GLP Quality Assurance Director

For the past 20 years, ProPharma has improved the health and wellness of patients by providing advice and expertise that empowers biotech, med device, and pharmaceutical organizations of all sizes to confidently advance scientific breakthroughs and introduce new therapies. As the world’s largest RCO (Research Consulting Organization), ProPharma partners with its clients through an advise-build-operate model across the complete product lifecycle. With deep domain expertise in regulatory sciences, clinical research solutions, quality & compliance, pharmacovigilance, medical information, and R&D technology, ProPharma offers an end-to-end suite of fully customizable consulting solutions that de-risk and accelerate our partners’ most high-profile drug and device programs.

The Director, GLP Quality Assurance Unit plays a vital role in the overall operations of the advanced laboratories facility, with a primary responsibility to lead and oversee the Quality Assurance Unit. This role reports directly to the acting Chief Operating Officer (testing facility management and institutional official) and provides independent oversight of all aspects of nonclinical studies, particularly those being conducted under Good Laboratory Practices (GLP).

This role is expected to act as a thought partner, working with other leadership members to assure that operations in all departments run smoothly and maintain compliance with relevant regulations, including those originating from the FDA, the USDA, or other regulatory bodies.

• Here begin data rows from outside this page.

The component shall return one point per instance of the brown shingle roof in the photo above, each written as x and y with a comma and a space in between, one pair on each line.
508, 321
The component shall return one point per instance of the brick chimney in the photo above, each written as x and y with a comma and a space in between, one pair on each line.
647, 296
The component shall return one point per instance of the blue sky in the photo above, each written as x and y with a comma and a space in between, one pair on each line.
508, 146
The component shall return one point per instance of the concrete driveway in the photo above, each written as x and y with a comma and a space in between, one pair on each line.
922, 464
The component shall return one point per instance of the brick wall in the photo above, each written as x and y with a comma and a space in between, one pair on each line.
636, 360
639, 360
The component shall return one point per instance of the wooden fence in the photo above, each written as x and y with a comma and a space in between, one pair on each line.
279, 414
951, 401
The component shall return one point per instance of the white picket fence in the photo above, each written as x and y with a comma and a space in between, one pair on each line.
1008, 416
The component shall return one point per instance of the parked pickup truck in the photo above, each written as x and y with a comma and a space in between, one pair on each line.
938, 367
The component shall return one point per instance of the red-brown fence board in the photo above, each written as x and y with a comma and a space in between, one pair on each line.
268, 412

This leader fosters strong collaboration with both senior leadership and other facility staff, offers balanced & objective quality counsel, and has a proven track record of building or maintaining GLP compliant Quality Assurance Units within research organizations.

Responsibilities

• Assuring leaders, study sponsors, and regulatory inspectors that facilities, personnel, practices, and records are in compliance with all applicable regulations.
• Ensuring a complete portfolio of GLP policies, procedures, and work practices are established and consistently performed across departments.
• Providing strategic direction to leadership through goal alignment, proposing continuous improvement initiatives, and educating the organization on best-in-class practices.
• Assume ownership of all documents and reports produced by the team.
• Analyze complex situations and effectively communicate situations/issues, along with potential recommendations, to various functional groups where there is no precedent.
• Remain objective/autonomous in implementing the Quality Assurance Unit program, while at the same time taking ownership and proactively working with the rest of the team to achieve the desired quality objectives.
• Communicate critical risks to senior leadership.
• Ensure proper root cause analysis and strong Corrective and Preventative Actions (CAPAs) are implemented for non-compliance(s).
• Support investigational new drug applications and related correspondence from regulatory authorities.
• Serve as coach and mentor to team members.
• Provide scientific leadership to the QA team, assume accountability for successful regulatory body inspection readiness and leading inspections, maintain complete separation and independence from personnel engaged in the direction and conduct of a study, and reviews final study reports to assure that the reports accurately describe the methods and standard operating procedures.
• Responsible for ensuring that the responsibilities and procedures applicable to the Quality Assurance Unit, the records maintained by the Quality Assurance Unit, and the method of indexing such records are in writing and are maintained in accordance with the regulations while collaborating with internal departments on strategy and implementation of quality principles and regulatory requirements.

Requirements

• Ten (10) years of experience in GLP environment.
• Five (5) years of GLP quality assurance experience.
• Two (2) years of managerial or supervisory experience.
• Bachelor's Degree
• Preferred: (DVM, PhD, MD) in pharmaceutical, biological, or chemical sciences.

Preferred Experience:

• Animal clinical trial facility Quality Management (rodent to non-human primates)
• Experience with 21CFR58 GLP regulations and animal clinical trials
• Experience with IACUC (Institutional Animal Care Committees) requirements
• Experience in AALCA (Association for Assessment of Laboratory Animal Care) quality systems
• Experience with OLAW (Office of Animal Welfare) requirements.
• Quality systems for GLP veterinary care, animal husbandry, enrichment, nutrition.
• GLP Pathology and Necropsy laboratory settings and testing (Animal blood plasma testing, ELISA testing).